Recently, family-based association studies have drawn substantial attention in genetic studies as a way to avoid spurious association due to population admixture. The transmission/disequilibrium test (TDT) by Spielman et al. [1] was proposed to test for linkage and association between a marker and a disease locus using ascertained case-parent triads. However, parental genotypes may be unavailable due to refusals or other unknown causes. Assuming that only one parental genotype is available and the other one is missing completely at random (MCAR), Clayton [2] and Weinberg [3] proposed likelihood ratio tests and Sun et al. [4] introduced the TDT with only one parent is available (1-TDT) to incorporate such dyads (affected offspring with one parental genotype). Later, the expectation maximization algorithm based haplotype relative risk (EM-HRR) proposed by Guo et al. [5] extended the haplotype relative risk (HRR) test [6] to accommodate both dyads and monads (affected offspring without parental genotype). However, when missingness cannot be ignored (i.e., a missing pattern of parental genotypes is related to the disease under study), the assumption of MCAR is violated and these tests may be invalid.
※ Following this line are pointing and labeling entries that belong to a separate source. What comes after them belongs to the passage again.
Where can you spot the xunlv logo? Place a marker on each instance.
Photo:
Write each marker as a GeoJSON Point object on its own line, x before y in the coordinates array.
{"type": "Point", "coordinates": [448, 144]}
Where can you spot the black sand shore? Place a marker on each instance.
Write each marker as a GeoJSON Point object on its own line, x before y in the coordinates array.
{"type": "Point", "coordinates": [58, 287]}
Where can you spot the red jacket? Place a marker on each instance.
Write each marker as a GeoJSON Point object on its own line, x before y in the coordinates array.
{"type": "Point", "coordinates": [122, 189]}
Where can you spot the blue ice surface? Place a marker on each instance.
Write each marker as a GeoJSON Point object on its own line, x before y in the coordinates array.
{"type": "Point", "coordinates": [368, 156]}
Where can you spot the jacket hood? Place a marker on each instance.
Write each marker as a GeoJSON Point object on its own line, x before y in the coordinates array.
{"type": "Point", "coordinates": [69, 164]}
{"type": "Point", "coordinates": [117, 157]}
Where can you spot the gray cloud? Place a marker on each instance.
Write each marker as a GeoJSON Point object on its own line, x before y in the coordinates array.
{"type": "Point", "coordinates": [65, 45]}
When parental genotypes are missing informatively, Allen et al. [7] and Chen [8] proposed likelihood ratio tests to assure the validity of testing for association between a candidate gene and a disease. However, the cost of accounting for informative missingness is reduced power. When the missing pattern was indeed completely at random, one can see that Allen et al.'s strategy could be less powerful than the 1-TDT [7]. This is also true for Chen's method (see Table 4 [8]). The power of Chen's score statistic with 1 degree of freedom is less than that of the TDT using only intact triads for a common (rare) allele under the dominant (recessive) disease model, as is the score statistic with 2 degrees of freedom for both rare and common variant alleles under the multiplicative inheritance. This means that the inclusion of dyads reduces the power of the score test in these cases.
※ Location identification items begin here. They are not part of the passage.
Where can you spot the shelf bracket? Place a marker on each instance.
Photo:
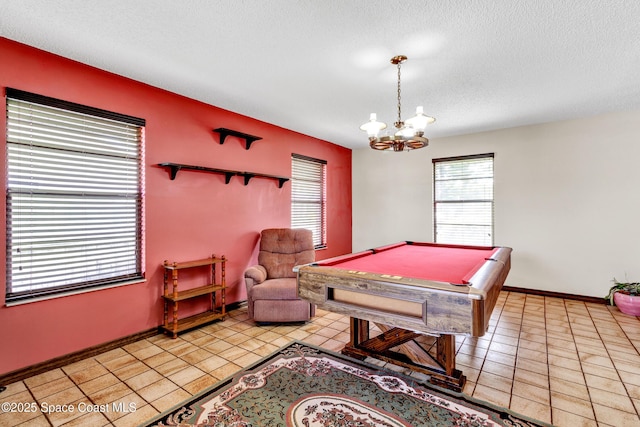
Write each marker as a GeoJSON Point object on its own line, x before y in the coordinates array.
{"type": "Point", "coordinates": [248, 139]}
{"type": "Point", "coordinates": [173, 169]}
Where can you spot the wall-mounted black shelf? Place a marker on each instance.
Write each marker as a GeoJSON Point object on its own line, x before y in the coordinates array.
{"type": "Point", "coordinates": [248, 139]}
{"type": "Point", "coordinates": [174, 168]}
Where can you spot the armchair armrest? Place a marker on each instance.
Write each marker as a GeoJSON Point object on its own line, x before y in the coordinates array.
{"type": "Point", "coordinates": [257, 273]}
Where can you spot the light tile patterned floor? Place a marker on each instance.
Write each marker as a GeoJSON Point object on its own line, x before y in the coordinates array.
{"type": "Point", "coordinates": [561, 361]}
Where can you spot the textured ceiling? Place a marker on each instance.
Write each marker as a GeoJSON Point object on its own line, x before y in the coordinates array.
{"type": "Point", "coordinates": [320, 67]}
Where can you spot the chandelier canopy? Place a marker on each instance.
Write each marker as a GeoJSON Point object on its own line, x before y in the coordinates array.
{"type": "Point", "coordinates": [409, 134]}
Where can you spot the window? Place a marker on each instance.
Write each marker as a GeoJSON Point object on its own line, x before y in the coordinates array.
{"type": "Point", "coordinates": [463, 200]}
{"type": "Point", "coordinates": [308, 196]}
{"type": "Point", "coordinates": [74, 197]}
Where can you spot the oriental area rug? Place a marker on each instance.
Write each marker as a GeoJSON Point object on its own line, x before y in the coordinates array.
{"type": "Point", "coordinates": [305, 386]}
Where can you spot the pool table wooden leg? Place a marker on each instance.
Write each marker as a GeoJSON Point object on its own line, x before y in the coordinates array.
{"type": "Point", "coordinates": [441, 368]}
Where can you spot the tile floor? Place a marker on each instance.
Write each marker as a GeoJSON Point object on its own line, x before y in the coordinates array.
{"type": "Point", "coordinates": [561, 361]}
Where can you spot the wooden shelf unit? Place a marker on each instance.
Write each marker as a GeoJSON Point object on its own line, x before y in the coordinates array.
{"type": "Point", "coordinates": [172, 296]}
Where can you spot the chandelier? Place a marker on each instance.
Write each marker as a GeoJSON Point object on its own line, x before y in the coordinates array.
{"type": "Point", "coordinates": [409, 134]}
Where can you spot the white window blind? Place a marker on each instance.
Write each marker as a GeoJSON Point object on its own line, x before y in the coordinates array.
{"type": "Point", "coordinates": [463, 200]}
{"type": "Point", "coordinates": [308, 196]}
{"type": "Point", "coordinates": [74, 196]}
Regardless of different missing patterns among parental genotypes, the above-mentioned methods assumed that offspring genotypes were MCAR. In the following, the conditional distribution of ascertained triads that allows informative missingness for offspring genotypes will be derived, as well as their parental genotypes, and several tests under such scenarios will be evaluated.

## Methods

### Distribution of ascertained triads

First, it was assumed that the data consisted of genotypes of bi-allelic markers such as a single-nucleotide polymorphism (SNP). Therefore, there are exactly two alleles, B_{1} and B_{2}, at the marker locus. The distribution of complete triads was derived as the following: Let G_{o}, G_{pf}, G_{pm} be the offspring's, father's, and mother's genotypes, respectively. Let G_{of} and G_{om} be the offspring allele inherited from the father and mother, respectively. Here, imprinting was not considered, and the four possible joint probabilities of a given parental genotype and the probability of transmitting a given allele to the offspring from that parent, all conditional on offspring affected status are:

*μ* = Pr{[G_{f} = (B_{1}B_{1}) & G_{of} = (B_{1})] or [G_{m} = (B_{1}B_{1}) & G_{om} = (B_{1})]|affected offspring}

*υ* = Pr{[G_{f} = (B_{1}B_{2}) & G_{of} = (B_{1})] or [G_{m} = (B_{1}B_{2}) & G_{om} = (B_{1})]|affected offspring}

*ζ* = Pr{[G_{f} = (B_{1}B_{2}) & G_{of} = (B_{2})] or [G_{m} = (B_{1}B_{2}) & G_{om} = (B_{2})]|affected offspring}

*τ* = Pr{[G_{f} = (B_{2}B_{2}) & G_{of} = (B_{2})] or [G_{m} = (B_{2}B_{2}) & G_{om} = (B_{2})]|affected offspring}.

When the disease model is recessive, Ott (Table 2, [9]) showed that *μ* = (*s* + *δ*/*r*)*s*, *ν* = (*s* + *δ*/*r*)(1 - *s*) - *θδ*/*r*, *ξ* = (1 - *s* - *δ*/*r*)*s* + *θδ*/*r* and *τ* = (1 - *s* - *δ*/*r*)(1 - *s*), where *r* is the allele frequency of the recessive disease allele, and *s* is the allele frequency of marker allele "B_{1}". The parameter *θ* denotes the recombination fraction, and *δ* = *p*(*aB*_{1}) - *p*(*a*)*p*(*B*_{1}) denotes the disequilibrium coefficient between the marker and the disease locus.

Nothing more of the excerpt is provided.